Doctors aren't fools. In 1954, when the research was published in the doctors' own professional magazine, the British Medical Journal, they could draw their own conclusions. Hill quit smoking that year, and many of his fellow doctors quit, too. Doctors became the first identifiable social group in the UK to give up smoking in large numbers.
In 1954, then, two visions of statistics had emerged at the same time. To the many readers of Darrell Huff's How to Lie with Statistics, statistics were a game, full of swindlers and cheats—and it could be amusing to catch the scoundrels at their tricks. But for Austin Bradford Hill and Richard Doll, statistics were no laughing matter.
Their game had the highest imaginable stakes, and if it was played honestly and well, it would save lives.
By the spring of 2020—as I was putting the finishing touches to this book—the high stakes involved in rigorous, timely, and honest statistics had suddenly become all too clear. A new coronavirus was sweeping the world. Politicians had to make the most consequential decisions in decades, and fast. Many of those decisions depended on data detective work that epidemiologists, medical statisticians, and economists were scrambling to conduct. Tens of millions of lives were potentially at risk. So were billions of people's livelihoods.
As I write these words, it is early April 2020: countries around the world are a couple of weeks into lockdowns, global deaths have just passed 60,000, and it is far from clear how the story will unfold. Perhaps, by the time this book is in your hands, we will be mired in the deepest economic depression since the 1930s and the death toll will have mushroomed. Perhaps, by human ingenuity or good fortune, such apocalyptic fears will have faded into memory. Many scenarios seem plausible. And that's the problem.
An epidemiologist, John Ioannidis, wrote in mid-March that COVID-19 may be "a once-in-a-century evidence fiasco." The data detectives are doing their best—but they're having to work with data that are patchy, inconsistent, and woefully inadequate for making life-and-death decisions with the confidence we'd like.
Details of the fiasco will, no doubt, be studied for years to come. But some things already seem clear. At the beginning of the crisis, for example, politics seem to have impeded the free flow of honest statistics—a problem we'll return to in the eighth chapter. Taiwan has complained that in late December 2019 it had given important clues about human-to-human transmission to the World Health Organization—but as late as mid-January, the WHO was reassuringly tweeting that China had found no evidence of human-to-human transmission. (Taiwan is not a member of the WHO, because China claims sovereignty over the territory and demands that it should not be treated as an independent state. It's possible that this geopolitical obstacle led to the alleged delay.)
Did this matter? Almost certainly; with cases doubling every two or three days, we will never know what might have been different with an extra couple of weeks of warning. It's clear that many leaders took their time before appreciating the potential gravity of the threat. President Trump, for instance, announced in late February, "It's going to disappear. One day, it's like a miracle, it will disappear." Four weeks later, with 1,300 Americans dead and more confirmed cases in the United States than any other country, Mr. Trump was still talking hopefully about getting everybody to church at Easter.
As I write, debates are raging. Can rapid testing, isolation, and contact tracing contain outbreaks indefinitely, or only delay their spread? Should we worry more about small indoor gatherings or large outdoor gatherings? Does closing schools help prevent the spread of the virus, or do more harm as children go to stay with vulnerable grandparents? How much does wearing masks help? These and many other questions can be answered only by good data on who has been infected, and when.

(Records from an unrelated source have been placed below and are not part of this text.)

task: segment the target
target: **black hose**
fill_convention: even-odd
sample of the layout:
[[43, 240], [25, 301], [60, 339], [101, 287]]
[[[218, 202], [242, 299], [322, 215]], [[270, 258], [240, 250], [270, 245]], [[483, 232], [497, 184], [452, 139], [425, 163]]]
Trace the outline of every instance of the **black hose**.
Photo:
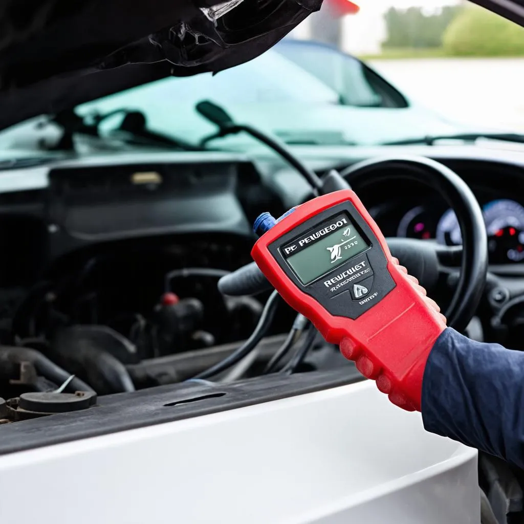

But a vast number of infections were not being registered in official statistics, due to a lack of tests—and the tests that were being conducted were giving a skewed picture, being focused on medical staff, critically ill patients, and—let's face it—rich, famous people. At the time of writing, the data simply can't yet tell us how many mild or asymptomatic cases there are—and hence how deadly the virus really is. As the death toll rose exponentially in March—doubling every two days—there was no time to wait and see. Leaders put economies into an induced coma—more than three million Americans filed jobless claims in a single week in late March, five times the previous record. The following week was even worse: another six and a half million claims were filed. Were the potential health consequences really catastrophic enough to justify sweeping away so many people's incomes? It seemed so—but epidemiologists could only make their best guesses with very limited information.
It's hard to imagine a more extraordinary illustration of how much we usually take accurate, systematically gathered numbers for granted. The statistics for a huge range of important issues that predate the coronavirus have been painstakingly assembled over the years by diligent statisticians, and often made available to download, free of charge, anywhere in the world. Yet we are spoiled by such luxury, casually dismissing "lies, damned lies, and statistics." The case of COVID-19 reminds us how desperate the situation can become when the statistics simply aren't there.